Selbstverständlichkeiten: Diese Ausführungen hätten vor Ergehen des baumgarten-Urteils keine große Überraschung hervorgerufen, weil sie im Prinzip selbstverständlich sind. So selbstverständlich, dass der BFH in seinem Vorlagebeschluss vom 21.6.2017 den Art. 64 MwStSystRL noch nicht einmal erwähnt hatte. Im Gegenteil hatte der BFH ausdrücklich darauf hingewiesen, dass V eine "einmalige Leistung" erbracht hatte.
Kein Unterschied zu baumgarten: Im baumgarten-Urteil hingegen hatte der EuGH auch bei einer einmaligen (Vermittlungs-)Leistung den Art. 64 MwStSystRL für anwendbar gehalten, so dass die Feststellungen im neuen Urteil X-Beteiligungsgesellschaft zumindest insofern überraschend sind als sie eine Abkehr vom baumgarten-Urteil darstellen. Die Anmerkung des EuGH, im Fall baumgarten habe eine andere Konstellation vorgelegen, da in diesem – anders als im Fall X-Beteiligungsgesellschaft – Dienstleistungen während bestimmter Zeiträume auf der Grundlage vertraglicher Beziehungen erbracht worden seien, die Dauerschuldverhältnisse begründet hätten, ist nicht nachvollziehbar. In beiden Fällen ging es um die (einmalige) Herbeiführung eines Vermittlungserfolgs, für die das Entgelt nachlaufend gestaffelt zu zahlen war.

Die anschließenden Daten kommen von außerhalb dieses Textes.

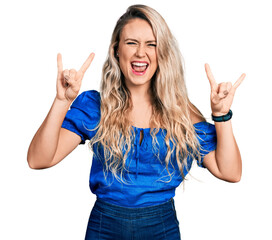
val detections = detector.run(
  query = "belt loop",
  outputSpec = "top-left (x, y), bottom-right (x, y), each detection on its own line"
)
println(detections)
top-left (171, 198), bottom-right (175, 210)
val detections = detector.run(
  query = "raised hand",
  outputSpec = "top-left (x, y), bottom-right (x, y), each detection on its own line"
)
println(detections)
top-left (205, 63), bottom-right (246, 116)
top-left (57, 53), bottom-right (94, 102)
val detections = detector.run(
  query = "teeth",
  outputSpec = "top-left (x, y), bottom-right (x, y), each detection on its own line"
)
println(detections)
top-left (132, 62), bottom-right (147, 67)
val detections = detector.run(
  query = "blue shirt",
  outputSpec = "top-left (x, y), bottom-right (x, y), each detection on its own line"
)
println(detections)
top-left (62, 90), bottom-right (216, 207)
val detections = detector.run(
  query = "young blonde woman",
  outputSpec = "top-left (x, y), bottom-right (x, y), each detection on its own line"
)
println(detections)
top-left (28, 5), bottom-right (245, 240)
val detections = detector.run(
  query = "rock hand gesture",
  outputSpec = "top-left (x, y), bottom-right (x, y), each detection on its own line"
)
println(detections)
top-left (205, 63), bottom-right (246, 116)
top-left (56, 53), bottom-right (94, 102)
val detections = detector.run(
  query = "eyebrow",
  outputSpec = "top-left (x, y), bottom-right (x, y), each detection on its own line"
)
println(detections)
top-left (125, 38), bottom-right (157, 43)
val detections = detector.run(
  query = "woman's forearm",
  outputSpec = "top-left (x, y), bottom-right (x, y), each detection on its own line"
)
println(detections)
top-left (27, 98), bottom-right (71, 168)
top-left (215, 121), bottom-right (242, 182)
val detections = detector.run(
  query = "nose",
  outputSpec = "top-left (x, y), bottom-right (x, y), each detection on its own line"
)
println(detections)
top-left (136, 45), bottom-right (145, 57)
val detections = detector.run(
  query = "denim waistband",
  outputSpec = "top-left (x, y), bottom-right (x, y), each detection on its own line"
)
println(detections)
top-left (93, 198), bottom-right (175, 219)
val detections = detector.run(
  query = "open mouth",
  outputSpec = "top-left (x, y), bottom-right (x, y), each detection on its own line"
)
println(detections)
top-left (131, 62), bottom-right (149, 75)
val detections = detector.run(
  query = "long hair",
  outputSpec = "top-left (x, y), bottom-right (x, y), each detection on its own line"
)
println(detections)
top-left (89, 5), bottom-right (205, 185)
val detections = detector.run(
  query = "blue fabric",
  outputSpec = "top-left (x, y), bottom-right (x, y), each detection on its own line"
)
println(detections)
top-left (62, 90), bottom-right (216, 207)
top-left (85, 198), bottom-right (181, 240)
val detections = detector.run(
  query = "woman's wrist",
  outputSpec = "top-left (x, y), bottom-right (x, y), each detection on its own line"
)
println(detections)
top-left (212, 110), bottom-right (233, 122)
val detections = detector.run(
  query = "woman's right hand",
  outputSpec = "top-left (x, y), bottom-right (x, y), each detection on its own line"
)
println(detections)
top-left (56, 53), bottom-right (94, 102)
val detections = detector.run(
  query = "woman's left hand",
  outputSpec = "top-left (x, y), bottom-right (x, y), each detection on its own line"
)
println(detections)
top-left (205, 63), bottom-right (246, 116)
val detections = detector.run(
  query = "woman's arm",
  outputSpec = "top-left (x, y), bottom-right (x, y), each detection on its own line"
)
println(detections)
top-left (203, 121), bottom-right (242, 182)
top-left (27, 53), bottom-right (94, 169)
top-left (203, 64), bottom-right (245, 182)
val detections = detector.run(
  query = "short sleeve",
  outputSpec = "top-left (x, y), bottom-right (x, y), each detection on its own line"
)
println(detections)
top-left (194, 122), bottom-right (217, 168)
top-left (61, 90), bottom-right (100, 144)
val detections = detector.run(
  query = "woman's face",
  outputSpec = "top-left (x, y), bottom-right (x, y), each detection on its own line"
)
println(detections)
top-left (117, 18), bottom-right (158, 87)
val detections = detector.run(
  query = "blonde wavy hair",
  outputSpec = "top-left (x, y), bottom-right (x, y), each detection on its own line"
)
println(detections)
top-left (89, 5), bottom-right (205, 186)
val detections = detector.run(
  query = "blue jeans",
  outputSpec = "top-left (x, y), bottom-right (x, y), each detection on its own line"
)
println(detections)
top-left (85, 198), bottom-right (181, 240)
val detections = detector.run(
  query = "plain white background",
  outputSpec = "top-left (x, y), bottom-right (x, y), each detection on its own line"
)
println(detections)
top-left (0, 0), bottom-right (272, 240)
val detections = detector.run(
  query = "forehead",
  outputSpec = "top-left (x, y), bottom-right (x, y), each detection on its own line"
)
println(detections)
top-left (120, 18), bottom-right (156, 41)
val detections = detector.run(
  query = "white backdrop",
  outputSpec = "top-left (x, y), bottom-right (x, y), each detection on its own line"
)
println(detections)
top-left (0, 0), bottom-right (272, 240)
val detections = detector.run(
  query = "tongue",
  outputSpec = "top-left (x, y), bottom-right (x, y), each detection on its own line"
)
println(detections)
top-left (132, 65), bottom-right (147, 72)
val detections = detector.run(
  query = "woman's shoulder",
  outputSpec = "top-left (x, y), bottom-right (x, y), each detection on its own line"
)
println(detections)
top-left (72, 90), bottom-right (100, 109)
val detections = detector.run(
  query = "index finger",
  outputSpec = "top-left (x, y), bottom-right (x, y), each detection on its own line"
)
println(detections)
top-left (233, 73), bottom-right (246, 90)
top-left (79, 53), bottom-right (94, 73)
top-left (205, 63), bottom-right (216, 91)
top-left (57, 53), bottom-right (63, 78)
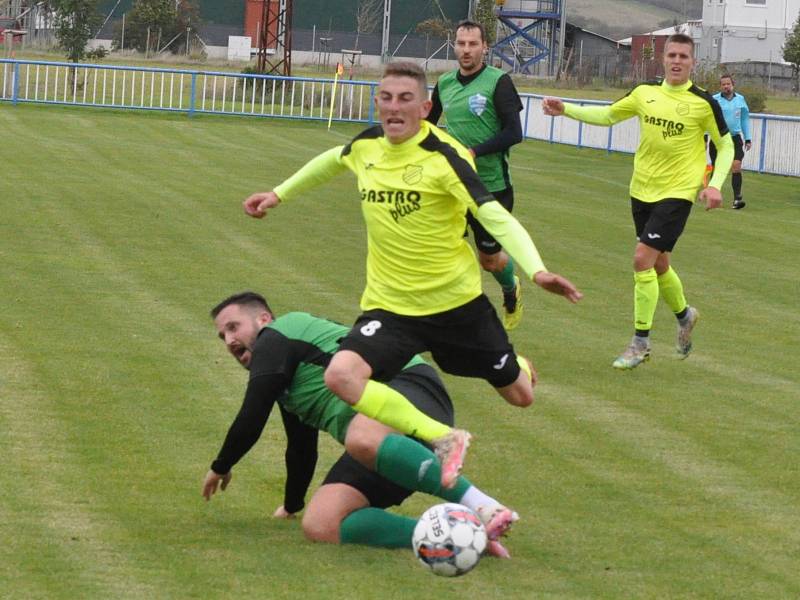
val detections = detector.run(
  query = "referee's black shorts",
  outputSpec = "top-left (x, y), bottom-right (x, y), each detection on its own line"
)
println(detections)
top-left (322, 365), bottom-right (455, 508)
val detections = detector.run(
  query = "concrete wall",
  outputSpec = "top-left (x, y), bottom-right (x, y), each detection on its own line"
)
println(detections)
top-left (697, 0), bottom-right (800, 64)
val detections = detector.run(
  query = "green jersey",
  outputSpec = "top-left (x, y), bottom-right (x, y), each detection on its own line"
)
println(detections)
top-left (211, 312), bottom-right (426, 473)
top-left (564, 81), bottom-right (733, 202)
top-left (436, 66), bottom-right (511, 192)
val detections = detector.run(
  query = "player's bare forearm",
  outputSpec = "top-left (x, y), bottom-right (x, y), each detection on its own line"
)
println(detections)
top-left (533, 271), bottom-right (583, 304)
top-left (243, 192), bottom-right (281, 219)
top-left (542, 98), bottom-right (564, 117)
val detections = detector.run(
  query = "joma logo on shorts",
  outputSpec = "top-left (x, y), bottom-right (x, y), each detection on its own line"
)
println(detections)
top-left (644, 115), bottom-right (685, 139)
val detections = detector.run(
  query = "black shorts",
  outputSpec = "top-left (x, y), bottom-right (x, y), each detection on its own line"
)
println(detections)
top-left (708, 135), bottom-right (744, 165)
top-left (322, 365), bottom-right (455, 508)
top-left (467, 187), bottom-right (514, 254)
top-left (631, 198), bottom-right (692, 252)
top-left (339, 294), bottom-right (519, 387)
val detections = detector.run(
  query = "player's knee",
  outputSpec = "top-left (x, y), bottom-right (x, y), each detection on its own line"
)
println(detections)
top-left (344, 424), bottom-right (386, 468)
top-left (303, 513), bottom-right (340, 544)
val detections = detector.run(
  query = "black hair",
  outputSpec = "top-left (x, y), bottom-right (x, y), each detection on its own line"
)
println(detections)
top-left (211, 292), bottom-right (274, 319)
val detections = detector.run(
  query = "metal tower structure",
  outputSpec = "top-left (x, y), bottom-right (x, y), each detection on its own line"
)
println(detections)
top-left (492, 0), bottom-right (566, 75)
top-left (256, 0), bottom-right (293, 77)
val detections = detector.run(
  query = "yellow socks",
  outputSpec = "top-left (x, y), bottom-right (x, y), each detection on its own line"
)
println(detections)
top-left (633, 269), bottom-right (659, 331)
top-left (658, 267), bottom-right (686, 314)
top-left (353, 379), bottom-right (450, 442)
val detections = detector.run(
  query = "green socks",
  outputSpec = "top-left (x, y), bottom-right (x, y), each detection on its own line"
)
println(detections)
top-left (658, 267), bottom-right (686, 315)
top-left (353, 379), bottom-right (450, 442)
top-left (339, 508), bottom-right (417, 548)
top-left (492, 256), bottom-right (516, 292)
top-left (375, 434), bottom-right (472, 502)
top-left (339, 434), bottom-right (493, 548)
top-left (633, 268), bottom-right (658, 334)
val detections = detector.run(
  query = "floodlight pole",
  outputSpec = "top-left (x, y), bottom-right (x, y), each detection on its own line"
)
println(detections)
top-left (257, 0), bottom-right (292, 77)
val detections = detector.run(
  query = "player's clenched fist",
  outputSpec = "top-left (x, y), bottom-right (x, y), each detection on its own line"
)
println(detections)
top-left (542, 97), bottom-right (564, 117)
top-left (244, 192), bottom-right (281, 219)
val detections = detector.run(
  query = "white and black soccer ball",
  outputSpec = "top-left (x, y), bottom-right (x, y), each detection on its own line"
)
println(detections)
top-left (413, 502), bottom-right (487, 577)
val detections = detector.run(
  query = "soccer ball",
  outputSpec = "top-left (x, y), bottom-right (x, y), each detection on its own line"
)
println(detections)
top-left (412, 503), bottom-right (486, 577)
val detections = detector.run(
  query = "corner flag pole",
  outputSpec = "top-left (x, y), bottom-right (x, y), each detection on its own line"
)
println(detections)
top-left (328, 63), bottom-right (344, 129)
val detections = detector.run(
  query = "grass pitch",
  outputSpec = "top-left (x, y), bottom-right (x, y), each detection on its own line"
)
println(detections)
top-left (0, 105), bottom-right (800, 599)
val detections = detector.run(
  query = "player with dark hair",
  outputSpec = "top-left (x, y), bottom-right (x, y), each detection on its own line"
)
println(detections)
top-left (244, 63), bottom-right (581, 487)
top-left (203, 292), bottom-right (517, 557)
top-left (543, 34), bottom-right (733, 369)
top-left (708, 74), bottom-right (752, 210)
top-left (428, 21), bottom-right (523, 330)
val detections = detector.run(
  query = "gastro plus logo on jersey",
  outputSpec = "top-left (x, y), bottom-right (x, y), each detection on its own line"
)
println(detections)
top-left (361, 188), bottom-right (420, 223)
top-left (644, 115), bottom-right (685, 139)
top-left (469, 94), bottom-right (488, 117)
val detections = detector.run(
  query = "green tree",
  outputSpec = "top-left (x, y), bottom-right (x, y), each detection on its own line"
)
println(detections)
top-left (783, 15), bottom-right (800, 94)
top-left (472, 0), bottom-right (497, 46)
top-left (50, 0), bottom-right (100, 62)
top-left (114, 0), bottom-right (200, 54)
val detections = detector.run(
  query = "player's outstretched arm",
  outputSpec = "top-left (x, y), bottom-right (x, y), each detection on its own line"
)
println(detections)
top-left (203, 469), bottom-right (233, 501)
top-left (272, 504), bottom-right (295, 519)
top-left (542, 96), bottom-right (564, 117)
top-left (244, 192), bottom-right (281, 219)
top-left (533, 271), bottom-right (583, 304)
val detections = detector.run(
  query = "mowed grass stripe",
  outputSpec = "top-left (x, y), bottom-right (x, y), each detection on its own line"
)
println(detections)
top-left (0, 338), bottom-right (168, 598)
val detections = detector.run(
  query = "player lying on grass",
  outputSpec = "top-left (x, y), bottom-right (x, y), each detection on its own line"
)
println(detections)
top-left (244, 63), bottom-right (581, 487)
top-left (203, 292), bottom-right (517, 557)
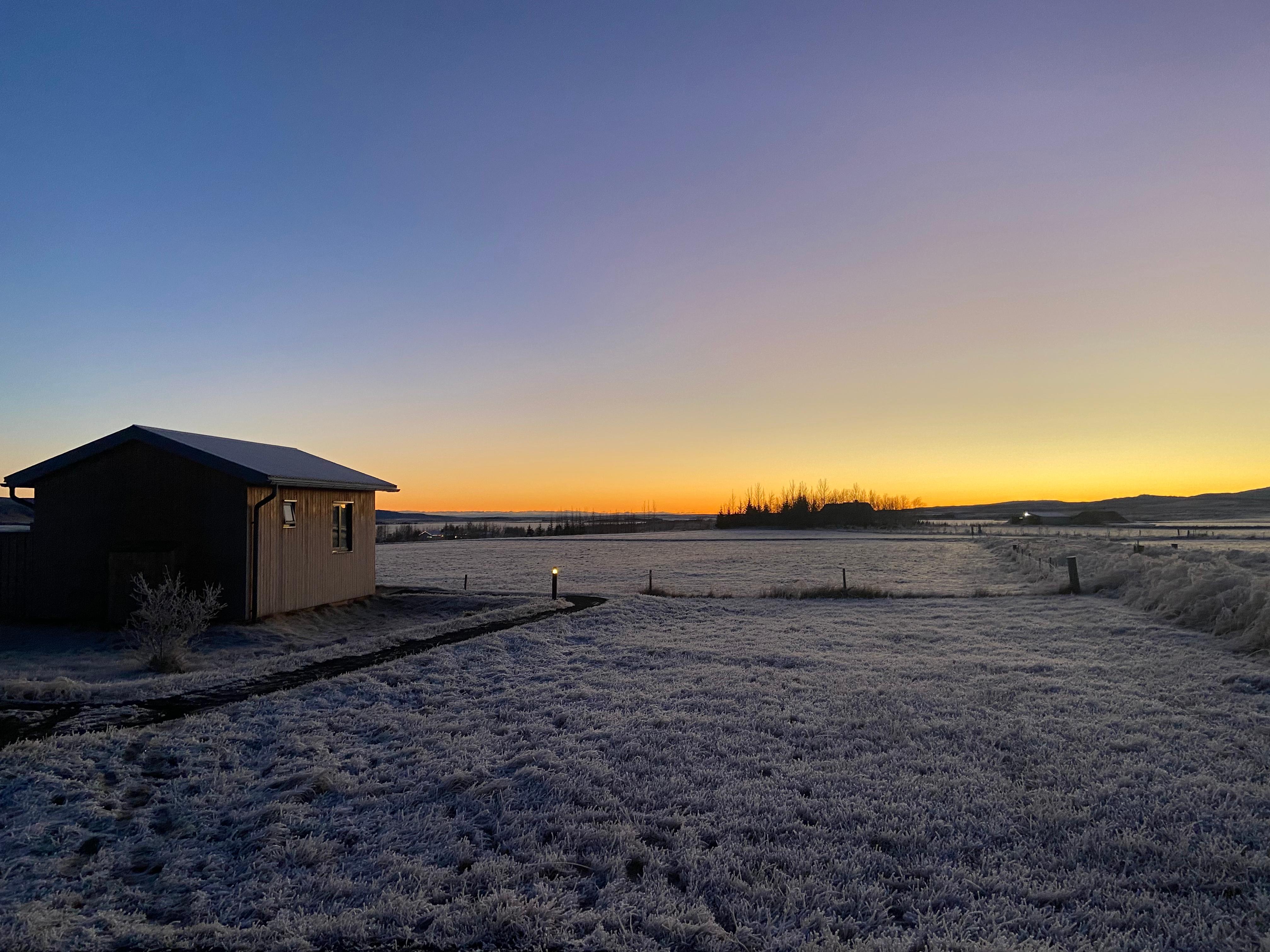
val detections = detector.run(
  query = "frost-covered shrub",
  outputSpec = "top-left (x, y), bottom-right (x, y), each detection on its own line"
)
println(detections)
top-left (123, 570), bottom-right (225, 674)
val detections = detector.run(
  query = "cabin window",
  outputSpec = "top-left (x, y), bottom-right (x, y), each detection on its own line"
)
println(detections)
top-left (330, 503), bottom-right (353, 552)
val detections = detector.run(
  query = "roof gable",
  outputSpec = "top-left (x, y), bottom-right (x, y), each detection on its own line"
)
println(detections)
top-left (5, 425), bottom-right (396, 492)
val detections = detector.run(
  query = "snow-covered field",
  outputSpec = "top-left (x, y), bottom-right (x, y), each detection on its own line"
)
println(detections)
top-left (376, 529), bottom-right (1020, 595)
top-left (986, 537), bottom-right (1270, 654)
top-left (0, 592), bottom-right (558, 702)
top-left (0, 533), bottom-right (1270, 951)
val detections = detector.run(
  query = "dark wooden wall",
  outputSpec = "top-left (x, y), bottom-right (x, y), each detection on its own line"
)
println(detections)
top-left (0, 532), bottom-right (32, 618)
top-left (248, 486), bottom-right (375, 618)
top-left (31, 442), bottom-right (249, 621)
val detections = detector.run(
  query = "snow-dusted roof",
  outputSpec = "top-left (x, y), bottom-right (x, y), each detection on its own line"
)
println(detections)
top-left (5, 424), bottom-right (398, 492)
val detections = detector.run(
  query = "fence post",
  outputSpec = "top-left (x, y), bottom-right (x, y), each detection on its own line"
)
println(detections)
top-left (1067, 556), bottom-right (1081, 595)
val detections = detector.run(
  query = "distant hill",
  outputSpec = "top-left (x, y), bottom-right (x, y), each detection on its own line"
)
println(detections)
top-left (917, 487), bottom-right (1270, 523)
top-left (0, 496), bottom-right (36, 525)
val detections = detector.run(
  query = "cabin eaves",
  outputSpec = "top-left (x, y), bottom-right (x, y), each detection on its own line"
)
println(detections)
top-left (5, 424), bottom-right (398, 492)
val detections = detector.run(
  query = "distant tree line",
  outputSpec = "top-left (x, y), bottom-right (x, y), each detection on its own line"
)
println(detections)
top-left (441, 513), bottom-right (715, 538)
top-left (718, 480), bottom-right (922, 529)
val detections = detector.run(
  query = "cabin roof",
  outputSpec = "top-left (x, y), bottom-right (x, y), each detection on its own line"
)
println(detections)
top-left (5, 424), bottom-right (398, 492)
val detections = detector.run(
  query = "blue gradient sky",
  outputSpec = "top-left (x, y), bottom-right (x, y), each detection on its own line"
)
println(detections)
top-left (0, 3), bottom-right (1270, 510)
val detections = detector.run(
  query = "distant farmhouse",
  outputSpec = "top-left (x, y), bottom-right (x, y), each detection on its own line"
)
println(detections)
top-left (0, 427), bottom-right (398, 623)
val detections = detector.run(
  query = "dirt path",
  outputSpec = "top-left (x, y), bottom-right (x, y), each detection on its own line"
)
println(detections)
top-left (0, 595), bottom-right (607, 746)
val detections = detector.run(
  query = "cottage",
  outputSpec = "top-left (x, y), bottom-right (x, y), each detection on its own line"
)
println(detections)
top-left (4, 427), bottom-right (398, 622)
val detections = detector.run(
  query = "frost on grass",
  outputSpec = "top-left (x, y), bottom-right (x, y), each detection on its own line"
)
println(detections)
top-left (0, 597), bottom-right (1270, 951)
top-left (0, 592), bottom-right (560, 703)
top-left (987, 537), bottom-right (1270, 651)
top-left (376, 529), bottom-right (1021, 597)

Keine Verlagerung der Steuerentstehung durch Entgeltvereinbarung: Im Ergebnis jedenfalls kann X nach Auffassung des EuGH die Entstehung der Steuer bereits im Jahr 2012 auf alle (später noch) zu zahlenden Raten nicht durch die Vereinbarung von Raten verhindern. Der EuGH weist darauf hin, ansonsten könnten Steuerpflichtige den Zeitpunkt der Entstehung der Steuerschuld und der Fälligkeit der Mehrwertsteuer selbst bestimmen. Das ist richtig – und genau das waren ja auch die Fragen, die aufgrund der Ausführungen in der baumgarten-Entscheidung diskutiert wurden.